1

My question may be dumb but I just started learning dask distrubuted. Any help is appreciated.

I have code like below:


    @dask.delayed
    def do_something(date):
        return x, y
    
    get_item0 = dask.delayed(operator.itemgetter(0))
    get_item1 = dask.delayed(operator.itemgetter(1))

    def handle_x(list_x):
        # do something
        print(len(list_x))

    def handle_y(list_y):
        # do something
        print(len(list_y))
    
    def do_tasks():
        list_x, list_y = [], []
        dates = [20210101, 20210102, 20210103, 20210104, 20210105]
        for date in dates:
            result = do_something(date)
            x = get_item0(result)
            y = get_item1(result)
            list_x.append(x)
            list_y.append(y)
        return list_x, list_y
    
    with dask.Distributed.Client(cluster) as dask_client:
        tasks = do_tasks()
        list_x = get_item0(tasks)
        list_y = get_item1(tasks)
    
        # I want to print 5, which is number of dates, but this prints 2
        print(len(tasks))

        # I want to pass list_x and list_y to handle_x and handle_y separately. But the following code computes do_tasks twice. How do I fix that?
        dask_client.compute(dask.lazy(handle_x)(list_x)).result()
        dask_client.compute(dask.lazy(handle_y)(list_y)).result()

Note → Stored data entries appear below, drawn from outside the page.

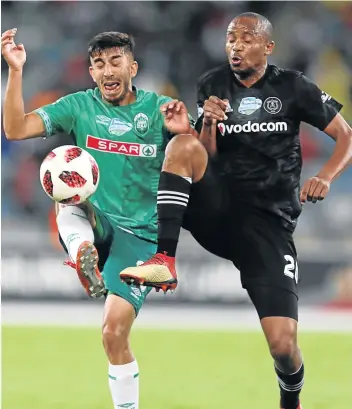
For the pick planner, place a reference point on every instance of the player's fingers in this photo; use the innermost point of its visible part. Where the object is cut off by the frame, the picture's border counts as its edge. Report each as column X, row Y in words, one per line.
column 213, row 115
column 179, row 105
column 168, row 106
column 209, row 106
column 10, row 32
column 6, row 42
column 313, row 184
column 214, row 110
column 317, row 192
column 324, row 192
column 218, row 101
column 304, row 192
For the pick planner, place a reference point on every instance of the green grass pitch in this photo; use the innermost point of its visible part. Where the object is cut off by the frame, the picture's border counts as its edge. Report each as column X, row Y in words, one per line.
column 65, row 368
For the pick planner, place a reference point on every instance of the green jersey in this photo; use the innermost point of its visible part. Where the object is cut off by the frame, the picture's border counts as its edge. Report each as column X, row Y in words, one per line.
column 128, row 143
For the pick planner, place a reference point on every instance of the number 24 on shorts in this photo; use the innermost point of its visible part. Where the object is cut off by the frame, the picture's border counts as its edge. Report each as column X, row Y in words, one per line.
column 291, row 269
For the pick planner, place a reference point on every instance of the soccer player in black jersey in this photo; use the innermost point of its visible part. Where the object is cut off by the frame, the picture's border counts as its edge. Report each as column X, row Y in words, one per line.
column 236, row 185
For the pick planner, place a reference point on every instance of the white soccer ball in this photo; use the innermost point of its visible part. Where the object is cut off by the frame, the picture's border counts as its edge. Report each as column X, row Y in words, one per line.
column 69, row 175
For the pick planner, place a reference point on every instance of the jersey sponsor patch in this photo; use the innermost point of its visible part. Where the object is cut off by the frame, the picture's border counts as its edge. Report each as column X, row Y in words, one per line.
column 118, row 127
column 249, row 105
column 141, row 123
column 252, row 127
column 121, row 148
column 325, row 97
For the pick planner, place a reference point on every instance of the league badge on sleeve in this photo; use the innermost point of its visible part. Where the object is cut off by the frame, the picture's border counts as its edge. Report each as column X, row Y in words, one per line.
column 249, row 105
column 272, row 105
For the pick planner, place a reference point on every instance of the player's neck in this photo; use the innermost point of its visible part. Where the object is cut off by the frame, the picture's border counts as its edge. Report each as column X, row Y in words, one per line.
column 254, row 77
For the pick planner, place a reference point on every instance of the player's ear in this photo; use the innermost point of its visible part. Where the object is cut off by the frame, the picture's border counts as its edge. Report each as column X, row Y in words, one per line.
column 269, row 48
column 91, row 72
column 134, row 69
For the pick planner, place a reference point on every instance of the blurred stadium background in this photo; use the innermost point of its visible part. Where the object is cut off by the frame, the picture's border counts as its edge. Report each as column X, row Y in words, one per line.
column 176, row 42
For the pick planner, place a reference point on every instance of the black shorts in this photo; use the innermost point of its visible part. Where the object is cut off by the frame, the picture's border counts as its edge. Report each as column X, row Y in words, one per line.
column 230, row 227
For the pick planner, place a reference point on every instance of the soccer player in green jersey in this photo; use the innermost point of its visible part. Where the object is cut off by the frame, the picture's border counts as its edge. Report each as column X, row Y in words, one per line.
column 126, row 130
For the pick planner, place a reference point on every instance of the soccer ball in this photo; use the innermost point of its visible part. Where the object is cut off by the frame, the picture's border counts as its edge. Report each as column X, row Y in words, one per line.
column 69, row 175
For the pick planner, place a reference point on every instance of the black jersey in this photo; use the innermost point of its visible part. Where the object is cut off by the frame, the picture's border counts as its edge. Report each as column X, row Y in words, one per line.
column 259, row 152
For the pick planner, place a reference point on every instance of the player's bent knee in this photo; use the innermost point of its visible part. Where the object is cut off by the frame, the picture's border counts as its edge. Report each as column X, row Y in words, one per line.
column 282, row 342
column 185, row 155
column 184, row 146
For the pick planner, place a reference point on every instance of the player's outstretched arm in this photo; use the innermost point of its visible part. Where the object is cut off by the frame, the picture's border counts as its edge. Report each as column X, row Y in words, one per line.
column 317, row 188
column 17, row 124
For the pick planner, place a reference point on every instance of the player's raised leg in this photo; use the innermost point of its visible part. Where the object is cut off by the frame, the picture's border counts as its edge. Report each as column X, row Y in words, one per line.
column 122, row 305
column 75, row 225
column 185, row 163
column 123, row 370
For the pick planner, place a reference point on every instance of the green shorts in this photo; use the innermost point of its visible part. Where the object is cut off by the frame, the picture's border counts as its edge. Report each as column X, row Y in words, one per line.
column 121, row 249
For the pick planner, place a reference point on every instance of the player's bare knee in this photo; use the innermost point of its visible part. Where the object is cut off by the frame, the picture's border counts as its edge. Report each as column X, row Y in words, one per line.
column 282, row 344
column 118, row 319
column 115, row 334
column 186, row 156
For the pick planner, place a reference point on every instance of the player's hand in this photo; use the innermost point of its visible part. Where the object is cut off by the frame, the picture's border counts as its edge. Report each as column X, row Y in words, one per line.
column 315, row 188
column 15, row 55
column 176, row 117
column 214, row 110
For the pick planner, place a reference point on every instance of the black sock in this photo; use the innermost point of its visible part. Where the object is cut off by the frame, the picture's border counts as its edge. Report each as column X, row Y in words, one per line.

  1. How can I print out 5 (number of dates)? print(len(tasks)) seems to print 2 (which is length of list_x, list_y) instead of 5
  2. I want to pass list_x and list_y to handle_x and handle_y separately. But my code computes do_tasks twice.

How do I fix them?

SultanOrazbayev
  • 14,900
  • 3
  • 16
  • 46
abisko
  • 663
  • 8
  • 21

1 Answers1

2

A minor thing, but you can use nout to delayed if you know the number of returned items:

@dask.delayed(nout=2)
def do_something(date):
    return x, y

# simplifies a bit this function
def do_tasks():
    list_x, list_y = [], []
    dates = [20210101, 20210102, 20210103, 20210104, 20210105]
    for date in dates:
        x, y = do_something(date)
        list_x.append(x)
        list_y.append(y)
    return list_x, list_y

Specifically about your questions:

  1. This should print 5, the previuos code was referring to result which contained 2 lists.

# note, using dask.client is not necessary at this stage
# everything is still delayed
list_x, list_y = do_tasks()

# this will print 5
print(len(list_x))
  1. To compute both objects at the same time, it's best to let dask know about the links in the computation graph by submitting both computations at the same time:
with dask.Distributed.Client(cluster) as dask_client:

    # note that for simplicity handle_x/y are used without passing
    # them through decoration, but they can be delayed functions
    result = dask_client.compute([handle_x(list_x), handle_y(list_y)])
SultanOrazbayev
  • 14,900
  • 3
  • 16
  • 46